Did you know that Madhuri Dixit loves track driving? “She enjoys the speed, adrenaline, and thrill that comes with it,” revealed her husband, Dr Shriram Nene, in a recent interview.
“She is a dancer, so she knows how to park one foot next to the other, and how to choreograph movements. Her hand-eye motor coordination is phenomenal,” said , further telling Mashable India, “But she won’t take driving lessons from me, because she’s like — that’s a sure way to get into trouble as a couple.”
But what is relation between the two things?

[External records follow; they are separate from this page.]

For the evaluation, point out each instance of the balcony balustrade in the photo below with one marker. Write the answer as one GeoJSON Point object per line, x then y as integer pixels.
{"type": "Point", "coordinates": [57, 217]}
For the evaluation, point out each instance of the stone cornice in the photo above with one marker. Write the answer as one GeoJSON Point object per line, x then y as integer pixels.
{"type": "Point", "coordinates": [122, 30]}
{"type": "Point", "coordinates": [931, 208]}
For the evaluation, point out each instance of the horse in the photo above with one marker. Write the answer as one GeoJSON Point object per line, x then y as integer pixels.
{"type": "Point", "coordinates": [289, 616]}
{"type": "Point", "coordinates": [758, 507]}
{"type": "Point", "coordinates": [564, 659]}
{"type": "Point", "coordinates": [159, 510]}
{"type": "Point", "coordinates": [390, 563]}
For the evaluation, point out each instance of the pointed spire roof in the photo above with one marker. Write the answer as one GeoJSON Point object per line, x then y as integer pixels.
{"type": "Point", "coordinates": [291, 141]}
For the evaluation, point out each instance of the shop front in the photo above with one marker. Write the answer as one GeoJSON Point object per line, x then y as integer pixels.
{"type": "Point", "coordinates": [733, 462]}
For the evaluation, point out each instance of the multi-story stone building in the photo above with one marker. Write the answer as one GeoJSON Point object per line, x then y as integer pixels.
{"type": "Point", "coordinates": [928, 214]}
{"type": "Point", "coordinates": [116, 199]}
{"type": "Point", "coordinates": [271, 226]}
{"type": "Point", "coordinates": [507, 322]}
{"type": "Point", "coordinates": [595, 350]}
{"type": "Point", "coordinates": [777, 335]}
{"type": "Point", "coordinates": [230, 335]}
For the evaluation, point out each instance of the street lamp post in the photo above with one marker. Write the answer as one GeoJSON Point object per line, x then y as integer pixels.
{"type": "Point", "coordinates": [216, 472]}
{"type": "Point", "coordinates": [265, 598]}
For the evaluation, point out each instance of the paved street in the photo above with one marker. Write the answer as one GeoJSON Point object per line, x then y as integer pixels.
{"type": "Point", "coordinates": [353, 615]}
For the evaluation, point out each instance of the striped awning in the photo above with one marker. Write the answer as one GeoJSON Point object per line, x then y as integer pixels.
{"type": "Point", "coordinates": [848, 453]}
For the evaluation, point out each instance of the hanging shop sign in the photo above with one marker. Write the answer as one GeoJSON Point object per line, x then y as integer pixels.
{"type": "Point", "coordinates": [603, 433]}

Rima Bhandekar, psychologist at Mpower Aditya Birla Education Trust, told that while taking driving lessons from your partner seems like an obvious choice, it could be a bonding moment or a disastrous experience for a couple.
“Learning to drive is inherently a stressful experience where you must coordinate between many details – mirrors, pedals, signs, and your partner’s voice – all at once. When stress increases, so do emotions, which could lead to arguments. Sometimes it may leave a feeling that you’re not just learning to drive, you’re being judged,” she explained.
According to her, sometimes being good at driving may not translate well to being good at teaching driving. You want calm, clear instructions, and your partner shouts and gives fast instructions in a panicked tone, like “BRAKE NOW!” This naturally creates confusion in the beginner’s mind about what happened. The learning and teaching styles of partners may not match, she added.
Illustrating the main difference between a partner and a professional trainer, Bhandekar said that an experienced driving instructor is taught to remain cool, properly comment on mistakes, and be emotionally neutral. “When your partner teaches, it could be a verbal match with the learner shouting ‘I am trying!’ and the partner screams, ‘You’re not listening!’, she added.
There’s another layer to this whole debacle. “Mistakes are part of learning, but making them with your partner in the passenger seat can feel like a personal failure to some. Somehow, the arguments could go from mistakes in driving to mistakes made in the past that hurt,” she added.
In short, Bhandekar noted that driving can cause control issues. “It is not like you can take five minutes and go for a walk; you are stuck literally next to each other with no breaks,” she said. If the driving lessons keep ending in tears or shouting, it’s not a failure of either of you—it’s just a sign to call a professional instructor.